Al escuchar los argumentos de Eichmann, Arendt llegó a decir: “Cuanto más se le escuchaba, más evidente era que su incapacidad para hablar iba estrechamente unida a su incapacidad para pensar, particularmente para pensar desde el punto de vista de otra persona. No era posible establecer comunicación con él, no porque mintiera, sino porque estaba rodeado por la más segura de las protecciones contra las palabras y la presencia de otros, y por ende contra la realidad como tal”. Por esa razón, la filósofa acuñó el término “banalidad del mal” para referirse solamente a un nivel estrictamente objetivo, y se limita a señalar un fenómeno que, en el curso del juicio, resultó evidente para la pensadora: “Eichmann no era estúpido. Únicamente la pura y simple irreflexión –que en modo alguno podemos equiparar a la estupidez– fue lo que le predispuso a convertirse en el mayor criminal de su tiempo”. El juicio finalizó el 15 de diciembre de 1961 con la lectura del veredicto, según el cual Adolf Eichmann fue declarado culpable en la mayoría de los cargos de la acusación, sentenciándolo a muerte.

Las reflexiones sobre la “banalidad del mal” de Arendt, resultan inquietantes hasta el día de hoy para el estudio de la ciencia política y la filosofía jurídica contemporánea, cuya trascendencia explicativa no sólo concierne a Europa, sino, también para países latinoamericanos. Para el caso concreto de Bolivia –obviamente con distintos matices–, se puede mencionar por ejemplo, lo ocurrido en el período de la revolución nacional del 9 de abril de 1952, que hasta la fecha es un suceso que tiene una mirada “emotiva” y “liberadora”.  Pero merece algunas puntualizaciones críticas.      

Una vez que asumió al poder el Movimiento Nacionalista Revolucionario (MNR), esta estuvo sumergida en concebir la lógica amigo/enemigo. Es decir, neutralizar a todo opositor o crítico al régimen a través de la persecución y la reclusión. Para ello fue dividida en dos secciones. Una dependiente de la Brigada Departamental de Policías, y la otra, operaba en la Dirección General de Policías. Ambos organismos cumplían la misión de ejercer un estricto control y vigilancia sobre toda  actividad política de sus opositores: PURS, FSB, el PCB, igualmente, se vigilaba celosamente a los comerciantes y a los periodistas. Una de las paraguas jurídicas fue el Decreto Supremo N° 01619, que autorizaba el funcionamiento legal-administrativo de las prisiones militares o los “campos de concentración”. La viva representación de la “banalidad del mal” estuvo encarnada por el Control Político del MNR, que eran burócratas de bajo rango que acataban sumisamente órdenes superiores. Los testimonios de las víctimas identifican a sus principales verdugos: Luis Gayán, Adhemar Menacho, Jorge Orozco y Claudio San Román.

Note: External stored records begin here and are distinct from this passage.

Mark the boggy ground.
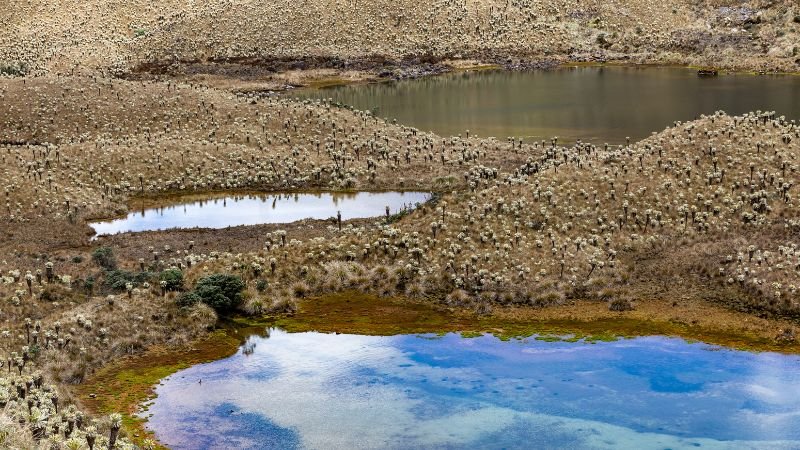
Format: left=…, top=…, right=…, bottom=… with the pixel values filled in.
left=0, top=73, right=799, bottom=448
left=78, top=291, right=800, bottom=448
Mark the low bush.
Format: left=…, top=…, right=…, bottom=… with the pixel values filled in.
left=0, top=63, right=28, bottom=77
left=103, top=270, right=152, bottom=292
left=159, top=269, right=184, bottom=292
left=91, top=247, right=117, bottom=270
left=180, top=274, right=245, bottom=313
left=176, top=291, right=201, bottom=308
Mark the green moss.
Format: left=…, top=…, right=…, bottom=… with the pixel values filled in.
left=273, top=291, right=800, bottom=353
left=460, top=331, right=483, bottom=338
left=75, top=325, right=265, bottom=448
left=585, top=333, right=620, bottom=343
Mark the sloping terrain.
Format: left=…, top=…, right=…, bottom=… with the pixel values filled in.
left=1, top=0, right=798, bottom=75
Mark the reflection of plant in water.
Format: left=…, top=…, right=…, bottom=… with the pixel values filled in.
left=0, top=69, right=799, bottom=447
left=242, top=341, right=257, bottom=356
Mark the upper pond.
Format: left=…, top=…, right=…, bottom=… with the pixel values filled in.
left=146, top=330, right=800, bottom=449
left=90, top=191, right=430, bottom=235
left=295, top=66, right=800, bottom=144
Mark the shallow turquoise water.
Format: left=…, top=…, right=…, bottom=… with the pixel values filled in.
left=145, top=330, right=800, bottom=449
left=90, top=191, right=430, bottom=235
left=294, top=66, right=800, bottom=144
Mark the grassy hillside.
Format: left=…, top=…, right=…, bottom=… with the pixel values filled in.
left=1, top=0, right=797, bottom=75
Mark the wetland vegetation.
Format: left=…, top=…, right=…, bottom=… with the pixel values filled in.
left=1, top=0, right=799, bottom=448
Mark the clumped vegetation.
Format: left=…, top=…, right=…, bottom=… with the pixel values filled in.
left=178, top=274, right=244, bottom=313
left=0, top=0, right=798, bottom=77
left=0, top=62, right=28, bottom=77
left=102, top=270, right=151, bottom=293
left=91, top=247, right=117, bottom=271
left=0, top=0, right=798, bottom=447
left=158, top=268, right=184, bottom=292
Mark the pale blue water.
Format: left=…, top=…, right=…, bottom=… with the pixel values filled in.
left=90, top=191, right=430, bottom=235
left=145, top=330, right=800, bottom=449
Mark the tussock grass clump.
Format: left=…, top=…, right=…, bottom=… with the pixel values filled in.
left=0, top=72, right=798, bottom=447
left=0, top=0, right=797, bottom=75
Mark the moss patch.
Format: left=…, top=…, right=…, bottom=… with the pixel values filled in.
left=75, top=291, right=800, bottom=448
left=276, top=291, right=800, bottom=353
left=74, top=324, right=265, bottom=448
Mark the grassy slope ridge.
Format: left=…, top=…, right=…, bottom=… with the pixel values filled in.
left=0, top=77, right=798, bottom=318
left=0, top=0, right=798, bottom=75
left=0, top=6, right=798, bottom=444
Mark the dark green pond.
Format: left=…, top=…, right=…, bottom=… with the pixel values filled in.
left=295, top=66, right=800, bottom=144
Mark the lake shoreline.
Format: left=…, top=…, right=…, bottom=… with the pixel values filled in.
left=123, top=53, right=800, bottom=94
left=74, top=291, right=800, bottom=448
left=86, top=188, right=438, bottom=224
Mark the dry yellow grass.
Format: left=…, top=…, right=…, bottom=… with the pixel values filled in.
left=0, top=3, right=798, bottom=446
left=1, top=0, right=798, bottom=76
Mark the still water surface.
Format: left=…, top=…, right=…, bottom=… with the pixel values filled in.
left=146, top=330, right=800, bottom=449
left=295, top=66, right=800, bottom=143
left=90, top=191, right=430, bottom=235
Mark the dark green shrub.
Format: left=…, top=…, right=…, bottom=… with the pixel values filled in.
left=91, top=247, right=117, bottom=270
left=255, top=279, right=268, bottom=292
left=176, top=291, right=201, bottom=308
left=193, top=274, right=245, bottom=313
left=0, top=63, right=28, bottom=77
left=84, top=276, right=95, bottom=295
left=159, top=269, right=184, bottom=292
left=194, top=284, right=231, bottom=311
left=103, top=270, right=151, bottom=292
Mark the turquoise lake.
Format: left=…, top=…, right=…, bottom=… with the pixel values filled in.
left=145, top=330, right=800, bottom=449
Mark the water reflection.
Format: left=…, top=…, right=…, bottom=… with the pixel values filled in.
left=90, top=191, right=430, bottom=235
left=146, top=330, right=800, bottom=449
left=295, top=66, right=800, bottom=144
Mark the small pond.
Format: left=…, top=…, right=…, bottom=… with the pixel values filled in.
left=145, top=330, right=800, bottom=449
left=294, top=66, right=800, bottom=144
left=90, top=191, right=430, bottom=235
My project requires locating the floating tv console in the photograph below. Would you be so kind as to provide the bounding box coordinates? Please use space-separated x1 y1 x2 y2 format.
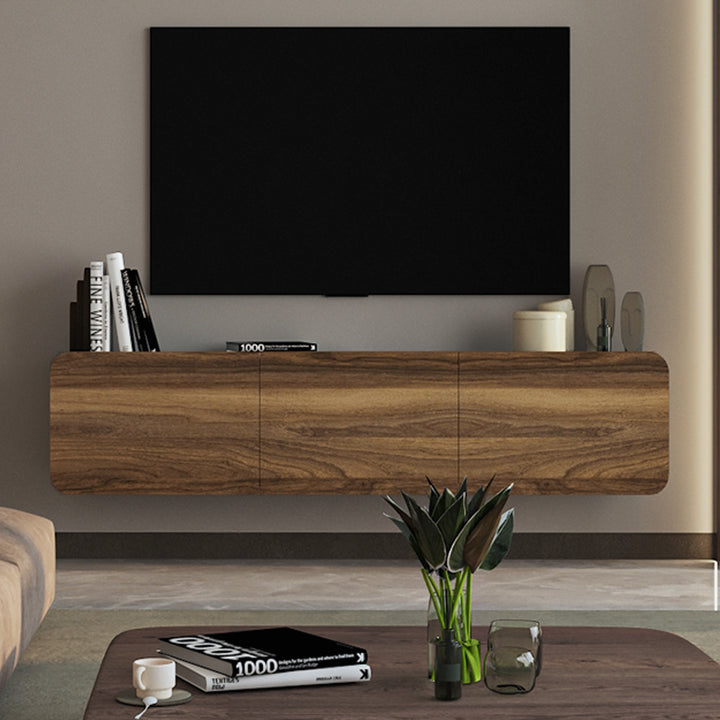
49 351 669 495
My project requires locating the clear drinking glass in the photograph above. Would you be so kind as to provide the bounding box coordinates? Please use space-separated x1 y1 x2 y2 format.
483 619 542 694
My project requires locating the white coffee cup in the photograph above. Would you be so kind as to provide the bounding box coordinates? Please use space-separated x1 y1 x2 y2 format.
133 657 176 700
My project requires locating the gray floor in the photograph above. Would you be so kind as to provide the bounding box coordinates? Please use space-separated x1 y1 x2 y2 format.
54 558 719 611
2 558 716 720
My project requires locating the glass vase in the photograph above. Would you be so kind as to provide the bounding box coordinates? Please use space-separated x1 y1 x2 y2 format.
433 628 462 701
425 571 482 684
427 596 463 679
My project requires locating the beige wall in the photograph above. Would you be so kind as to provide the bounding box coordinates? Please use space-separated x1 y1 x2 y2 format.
0 1 714 536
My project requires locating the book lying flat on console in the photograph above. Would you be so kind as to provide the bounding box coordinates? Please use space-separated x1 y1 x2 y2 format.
157 627 368 678
225 341 317 352
166 655 372 693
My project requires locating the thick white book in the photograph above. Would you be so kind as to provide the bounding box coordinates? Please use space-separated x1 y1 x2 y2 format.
105 252 133 351
102 274 111 351
167 655 372 693
89 261 105 352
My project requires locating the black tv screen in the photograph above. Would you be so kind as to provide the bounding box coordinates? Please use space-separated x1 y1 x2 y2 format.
150 27 569 296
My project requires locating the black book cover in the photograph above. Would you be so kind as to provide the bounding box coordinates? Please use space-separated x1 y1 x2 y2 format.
120 268 144 350
69 301 81 351
128 269 160 351
158 627 368 678
225 341 317 352
74 269 90 351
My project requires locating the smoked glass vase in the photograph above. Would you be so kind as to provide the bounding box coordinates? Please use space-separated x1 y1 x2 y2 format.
427 596 481 684
433 628 462 701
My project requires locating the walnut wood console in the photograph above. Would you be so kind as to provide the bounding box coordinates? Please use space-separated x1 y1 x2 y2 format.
49 351 669 495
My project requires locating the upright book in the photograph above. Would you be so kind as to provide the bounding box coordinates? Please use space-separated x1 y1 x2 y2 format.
158 627 368 678
105 252 133 351
127 269 160 351
88 261 105 351
67 256 159 352
121 268 145 350
168 656 371 693
78 267 90 350
69 268 90 351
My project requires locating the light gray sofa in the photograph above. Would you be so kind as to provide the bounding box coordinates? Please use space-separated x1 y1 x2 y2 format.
0 507 55 690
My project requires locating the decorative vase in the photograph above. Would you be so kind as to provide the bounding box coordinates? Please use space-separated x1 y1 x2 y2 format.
433 628 462 701
384 477 515 694
620 291 644 351
582 264 615 350
426 575 482 684
427 597 464 679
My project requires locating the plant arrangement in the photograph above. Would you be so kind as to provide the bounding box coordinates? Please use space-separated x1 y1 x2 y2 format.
384 476 514 684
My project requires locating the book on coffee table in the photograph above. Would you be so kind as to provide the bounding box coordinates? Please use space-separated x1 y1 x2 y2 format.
157 627 369 678
167 655 372 692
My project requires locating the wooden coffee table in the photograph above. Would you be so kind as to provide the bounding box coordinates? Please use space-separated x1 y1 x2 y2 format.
83 625 720 719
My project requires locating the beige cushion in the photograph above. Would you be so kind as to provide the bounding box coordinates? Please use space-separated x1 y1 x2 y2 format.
0 559 22 690
0 507 55 653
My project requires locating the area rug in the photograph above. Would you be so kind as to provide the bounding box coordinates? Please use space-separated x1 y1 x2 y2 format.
1 609 718 720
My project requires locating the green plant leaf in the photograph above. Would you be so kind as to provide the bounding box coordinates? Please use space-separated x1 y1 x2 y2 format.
401 490 423 517
383 513 414 541
467 474 495 516
385 494 442 569
456 476 468 501
431 487 456 521
463 485 513 572
385 515 431 571
382 495 415 533
436 494 467 547
445 482 511 572
426 476 440 518
479 508 514 571
445 507 483 573
404 500 446 570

La historia del nacionalismo revolucionario del 52, es también es la “historia no esclarecida” sobre los campos de concentración en Bolivia, que representa la violación sistemática a los Derechos Humanos y la instrumentalización del derecho, todo ello consumado por los “hombres-lobo” o los “hombres-máquina”, este último término acuñado por Harry Mulisch, que alude a todas aquellas personas que obedecen ciegamente su accionar a una maquinaria del horror como meros engranajes, pero, estos subalternos (personas inofensivas en la vida cotidiana), se resguardan en afirmar que sólo obedecían órdenes jerárquicas tutelados por la ley. Un tema que merece ser escudriñado, no sólo por ser un tema pendiente de la historia, sino, por su permanencia y preocupante actualidad.